The most important thing in writing character is this kind of honesty and then transparency. You try to show what you saw – but always with the lens open on the complete experience of the person, with all his subtleties and nuance.
The problem and fun of it is that while being honest, the meaning of your portrait must also be transparent to the reader. So you have to sharpen and shape your observation, much as a painter will do. You have to make choices about detail and angle from among the wash of information that another person in his full humanity pours over you. You strive for clarity and brilliance, position and attitude.
Even a photorealist painter is always making decisions about framing and point of view, about light and color, about reflection and detail. Even Hemingway, who seems to point and shoot, is always saying fine and good and true and right. Pointing and shooting is a term of photography, but also, it must be recalled, a term of hunting. In writing about characters, you want two things: you want your subject to live on the page, and you want to capture him.
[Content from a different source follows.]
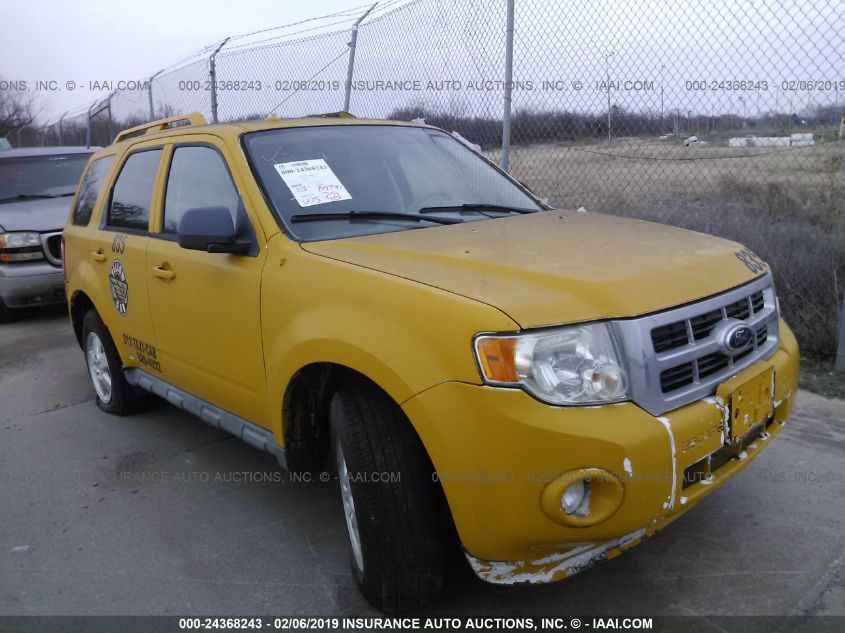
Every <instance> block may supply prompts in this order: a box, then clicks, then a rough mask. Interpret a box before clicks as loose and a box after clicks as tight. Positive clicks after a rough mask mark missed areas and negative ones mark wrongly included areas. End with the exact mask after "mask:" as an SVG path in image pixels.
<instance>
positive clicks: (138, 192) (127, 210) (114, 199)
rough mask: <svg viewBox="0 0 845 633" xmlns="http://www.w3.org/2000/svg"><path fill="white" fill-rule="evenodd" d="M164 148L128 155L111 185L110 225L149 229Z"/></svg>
mask: <svg viewBox="0 0 845 633" xmlns="http://www.w3.org/2000/svg"><path fill="white" fill-rule="evenodd" d="M161 152H162V150H161V149H154V150H146V151H141V152H136V153H135V154H132V155H131V156H129V158H127V159H126V162H125V163H124V164H123V169H121V170H120V175H119V176H118V177H117V182H116V183H115V184H114V189H112V196H111V205H110V206H109V216H108V220H107V225H108V226H109V227H114V228H121V229H134V230H136V231H146V230H147V229H148V227H149V223H150V205H151V204H152V197H153V187H154V186H155V177H156V172H157V171H158V164H159V161H160V160H161Z"/></svg>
I think that in order to do this, in nonfiction especially, you have to love the person you’re writing about, at least a little, and possibly a lot. Even for people I’ve written about closely and seriously whom I don’t like much, I feel a certain kind of warmth and intimacy. It’s a little depraved, really – what I feel for the people in my books. As if I’ve personally been inside their minds.
This is the way an actor feels about a character he or she has played, whether beloved or reviled. You’ve been there, and from a deep and detailed experience of the exterior of your character, you’ve come to know the interior. You feel it. You’ve stolen your characters’ souls, a little of them. In some way you’ve possessed these people and they have possessed you back – you are known to each other.
Writer and subject are like lovers (not usually happy lovers, because the power in that couple resides largely in the hands of the writer). But that weird intimacy is the reason why the reaction to a profile by its subject can be so heated: it’s all too vulnerable, and then at the same time, they have been exposed.
When you’ve observed someone closely and written well about him, you can feel him looking out at you from the portrait you’ve drawn, and you and your readers are looking back in. In that frank exchange of naked regard lies the transparency the writer seeks.